Навстречу едет длинный обоз саней со льдом. Гнедой Алксниса сам сворачивает к канаве и останавливается. Некоторые возчики, проезжая мимо, здороваются со старым Алкснисом, но он не отвечает. Неподвижно смотрит он на вожжи и думает свою думу.
— С озера едут… — кивает Линит вслед обозу. — Весь этот лед я заготовил.
Но Алкснис не слушает его. Гнедой еще не успел выбраться на дорогу, а он опять продолжает свое.
— Разговаривают с нами, как с чужими. Сразу видать, что не от души. А между собою часами говорят и шепчутся. Вот когда оттепель была, сын батрака Мартыня с девушками на дворе игру в снежки затеяли; пристали мы с матерью к детям: подите, мол, и вы поиграть. Вышли, десяти минут не побыли, и обратно. Не нравится… На Новый год в Доме общества бал устраивали. Мы их туда прямо силой гнали — и все напрасно, не поехали. Какой, мол, толк от этих балов — одни глупости. Ну что ты скажешь, Линит: словно старики! Повеселиться не умеют… Давеча, когда туда ехали, я у станции увидел выброшенную за забор старую рождественскую елку.

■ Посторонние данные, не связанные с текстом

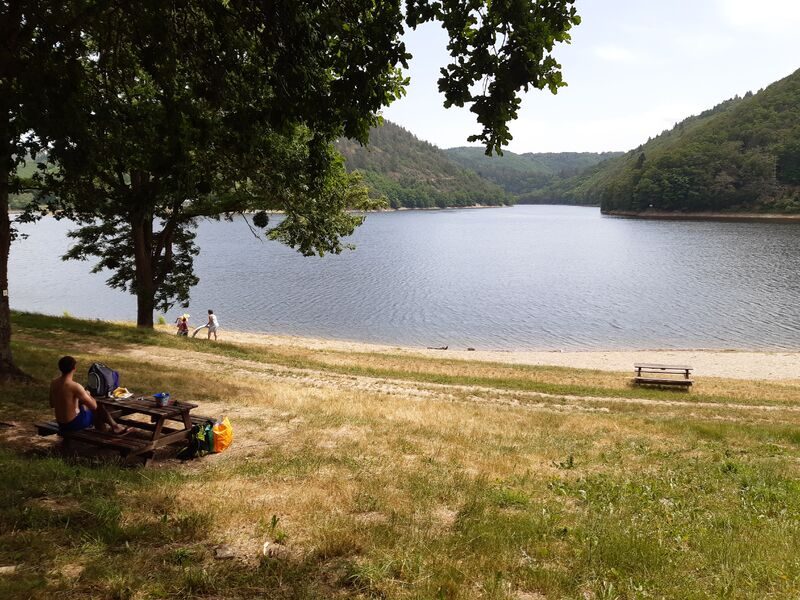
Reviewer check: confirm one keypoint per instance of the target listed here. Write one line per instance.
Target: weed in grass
(569, 463)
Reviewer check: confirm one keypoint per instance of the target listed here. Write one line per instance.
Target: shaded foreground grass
(369, 494)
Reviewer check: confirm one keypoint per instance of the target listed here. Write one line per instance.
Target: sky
(634, 69)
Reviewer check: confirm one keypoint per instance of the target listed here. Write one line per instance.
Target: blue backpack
(102, 380)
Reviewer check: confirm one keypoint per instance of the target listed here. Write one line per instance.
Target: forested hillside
(415, 174)
(521, 174)
(741, 156)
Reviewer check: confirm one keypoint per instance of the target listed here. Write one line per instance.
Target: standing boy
(212, 324)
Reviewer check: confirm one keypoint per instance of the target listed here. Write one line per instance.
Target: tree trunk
(142, 231)
(8, 370)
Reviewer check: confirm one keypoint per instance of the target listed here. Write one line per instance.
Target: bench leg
(143, 459)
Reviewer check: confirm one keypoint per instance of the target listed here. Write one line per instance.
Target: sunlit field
(396, 476)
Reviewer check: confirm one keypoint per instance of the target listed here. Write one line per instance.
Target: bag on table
(223, 435)
(102, 380)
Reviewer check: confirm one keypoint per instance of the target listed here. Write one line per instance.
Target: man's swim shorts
(83, 420)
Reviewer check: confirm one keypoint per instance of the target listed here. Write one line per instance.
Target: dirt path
(782, 365)
(409, 388)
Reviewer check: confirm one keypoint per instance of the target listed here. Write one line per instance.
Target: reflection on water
(526, 277)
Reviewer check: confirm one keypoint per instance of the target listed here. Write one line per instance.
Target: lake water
(528, 277)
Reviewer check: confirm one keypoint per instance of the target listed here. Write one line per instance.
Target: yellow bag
(223, 435)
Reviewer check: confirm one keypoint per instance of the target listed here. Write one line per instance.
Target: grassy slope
(403, 477)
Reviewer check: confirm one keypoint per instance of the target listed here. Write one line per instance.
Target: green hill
(741, 156)
(415, 174)
(522, 174)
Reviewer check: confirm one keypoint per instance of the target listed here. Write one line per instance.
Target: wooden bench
(128, 447)
(670, 375)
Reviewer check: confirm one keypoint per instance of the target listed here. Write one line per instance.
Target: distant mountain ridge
(522, 174)
(412, 173)
(743, 155)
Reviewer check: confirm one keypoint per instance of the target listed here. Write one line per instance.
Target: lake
(527, 277)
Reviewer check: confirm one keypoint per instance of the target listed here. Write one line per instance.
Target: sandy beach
(732, 364)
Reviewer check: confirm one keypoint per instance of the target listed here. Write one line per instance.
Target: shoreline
(701, 216)
(731, 364)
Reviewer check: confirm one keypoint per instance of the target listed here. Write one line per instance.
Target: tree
(212, 107)
(40, 44)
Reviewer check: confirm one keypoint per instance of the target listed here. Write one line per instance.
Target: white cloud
(616, 54)
(765, 16)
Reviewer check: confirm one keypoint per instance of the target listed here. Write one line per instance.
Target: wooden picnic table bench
(157, 433)
(646, 374)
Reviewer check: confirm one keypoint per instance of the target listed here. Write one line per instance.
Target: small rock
(223, 552)
(273, 550)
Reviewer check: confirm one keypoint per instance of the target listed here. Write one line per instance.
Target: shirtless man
(75, 409)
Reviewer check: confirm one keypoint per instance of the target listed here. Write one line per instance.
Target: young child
(212, 324)
(183, 325)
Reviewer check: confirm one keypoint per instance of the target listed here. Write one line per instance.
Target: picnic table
(136, 448)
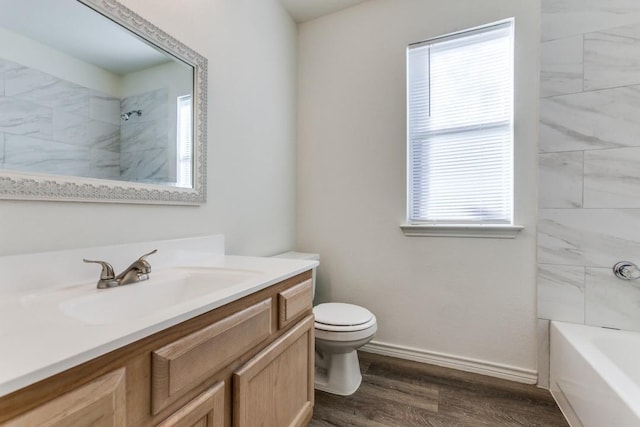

Мне тут сразу в голову пришло — и теперь никак забыть не могу, — разве их молодость не похожа на такую вот выброшенную елку? Свечки погасли, детские утехи кончились. Спрашиваем: все ли у вас там такие? Нет — не все. Другие, говорят, живут беспечно, весело, не думают ни об учении, ни о цели жизни.
— Цель жизни… — немного погодя медленно цедит сквозь зубы старый Алкснис. — Мне сдается, что в ней-то вся и беда. Только поди пойми, что они думают, когда ничего тебе не говорят. Ломай себе голову, думай сколько хочешь, — все равно ничего не придумаешь. Все мысли словно об стенку ударяются. А сердце чует, что хорошего в этом нет. То, что сердце детей от родителей удаляет, не может исходить от господа. Да… Сегодня утром перед отъездом собрались на молитву. Перелистываю книгу псалмов, а украдкой на них посматриваю. Чудно мне чего-то… И в самом деле: они так переглянулись, что у меня книга в руках задрожала, и петь никак не могу. Напев знакомый издавна, а петь не могу. А у матери, смотрю, слезы на глазах… она тоже заметила.
Линит сердито откашливается.
— Да, отец, распустилась теперь молодежь. Чересчур распустилась. Что теперь для них родители, что слово божье! Мирская премудрость, мирские утехи — вот чему они поклоняются.
Старый Алкснис вздыхает.
— Нет, Линит, у них этого нет, чтобы с умыслом или досадить. Вижу я: и не хотят они, да иначе не могут. Ими управляет какая-то тайная сила, какая-то непостижимая власть. Мы этого не понимаем, и они не понимают, мы не можем иначе, и они не могут… Приди нам это раньше в голову — стали бы посылать их учиться! Поучились бы тут в приходской школе и прожили бы. Много ли мы учились, а разве не стали людьми? Вот и они бы так.
— Не в этом счастье, — кивает Линит головой. — Нынче молодежь всюду одинакова. Нечистый всюду сеет свое семя…
— Неисповедимы пути господни… — задумчиво говорит старый Алкснис. — Нельзя поверить, чтоб на то была божья воля, и нельзя поверить, что такое может случиться наперекор ей. Я чуть слезами не залился, когда дети сели в вагон. Все казалось — что-то позабыл, что-то еще сказать надо, а сам не могу вспомнить. Смотрю вслед поезду, — может, помашут фуражкой или платочком, как всегда. Но нет — и не вспомнили… Где там: обступила целая толпа товарищей и подружек!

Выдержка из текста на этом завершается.